China provided $1.34 trillion in loans between 2000 and 2021, focus shift from Belt and Road to emergency financing

FILE PHOTO: FILE PHOTO: A Chinese national flag waves outside Beijing No. 2 Intermediate People's Court where Australian writer Yang Hengjun is expected to face trial on espionage charges, in Beijing
FILE PHOTO: A Chinese national flag waves outside Beijing No. 2 Intermediate People's Court where Australian writer Yang Hengjun is expected to face trial on espionage charges, in Beijing, China May 27, 2021. REUTERS/Carlos Garcia Rawlins/File Photo
Source: X03739

Chinese financial institutions provided $1.34 trillion in loans to developing countries from 2000 to 2021, according to a report by U.S. researchers at AidData.
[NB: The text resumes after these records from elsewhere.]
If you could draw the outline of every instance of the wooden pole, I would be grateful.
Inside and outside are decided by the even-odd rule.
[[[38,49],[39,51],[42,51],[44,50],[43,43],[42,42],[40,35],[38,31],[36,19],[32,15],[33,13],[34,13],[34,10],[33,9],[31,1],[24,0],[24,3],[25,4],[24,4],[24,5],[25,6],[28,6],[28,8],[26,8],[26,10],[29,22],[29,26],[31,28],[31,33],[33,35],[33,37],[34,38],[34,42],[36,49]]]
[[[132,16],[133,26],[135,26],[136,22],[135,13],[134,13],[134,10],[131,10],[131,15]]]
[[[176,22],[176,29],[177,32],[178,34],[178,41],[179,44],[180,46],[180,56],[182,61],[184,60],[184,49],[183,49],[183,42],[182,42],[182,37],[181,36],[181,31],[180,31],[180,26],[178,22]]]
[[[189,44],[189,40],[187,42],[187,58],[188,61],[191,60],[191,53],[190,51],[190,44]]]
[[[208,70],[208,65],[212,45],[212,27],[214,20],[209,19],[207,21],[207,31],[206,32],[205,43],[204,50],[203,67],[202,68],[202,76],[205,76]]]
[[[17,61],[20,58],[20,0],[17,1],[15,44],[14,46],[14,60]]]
This report highlighted China's shift from infrastructure lending to rescue lending. Even though lending commitments peaked at nearly $136 billion in 2016, China continued to commit to approximately $80 billion in loans and grants in 2021, according to a report from Reuters.

The data from this report encompasses nearly 21,000 projects in 165 low and middle-income countries, making it one of the most comprehensive datasets.

Beijing's overseas financing has helped it gain allies in the developing world but has also faced criticism from the West and some recipient countries, such as Sri Lanka and Zambia. These countries have expressed concerns that the infrastructure projects funded by China have left them burdened with debt they cannot repay.

The data shows changes in the sources and focus of China's overseas financing. While China's policy banks represented over half of the lending in 2013 when President Xi Jinping launched the Belt and Road Initiative, their share declined to 22% by 2021. The People's Bank of China and the State Administration of Foreign Exchange (SAFE) played a more significant role in lending in 2021, primarily providing bailout lending.

The report by AidData noted that "Beijing is navigating an unfamiliar and uncomfortable role—as the world's largest official debt collector."

 

The study also found that much of China's growing rescue lending is denominated in renminbi, with loans in the Chinese currency surpassing U.S. dollars in 2020. Overdue payments to Chinese lenders have also increased.

To manage repayment risk, China uses foreign currency cash escrow accounts it controls. This arrangement is controversial because it gives China debt seniority, potentially disadvantaging other lenders, including multilateral development banks, during coordinated debt relief.

AidData identified 15 countries, mainly in Africa, with escrow accounts totaling a combined $2.5 billion at their peak in June 2023. The report's lead author, Brad Parks, noted that they could not identify all such accounts as they are usually kept private. However, they found collateralized loans worth $614 billion, with cash as the primary collateral required by Chinese lenders, indicating that the amount in escrow accounts could be much higher than $2.5 billion.

China is also collaborating more with multilateral lenders and Western commercial banks. Half of its non-emergency lending in 2021 involved syndicated loans, with 80% of those loans alongside Western banks and international financial institutions.

The destinations of Chinese overseas lending have also shifted. Loan commitments to African countries decreased from 31% of the total in 2018 to 12% in 2021, while lending to European countries nearly quadrupled to 23%. Another dataset showed loan commitments to African countries falling to a 20-year low in 2022.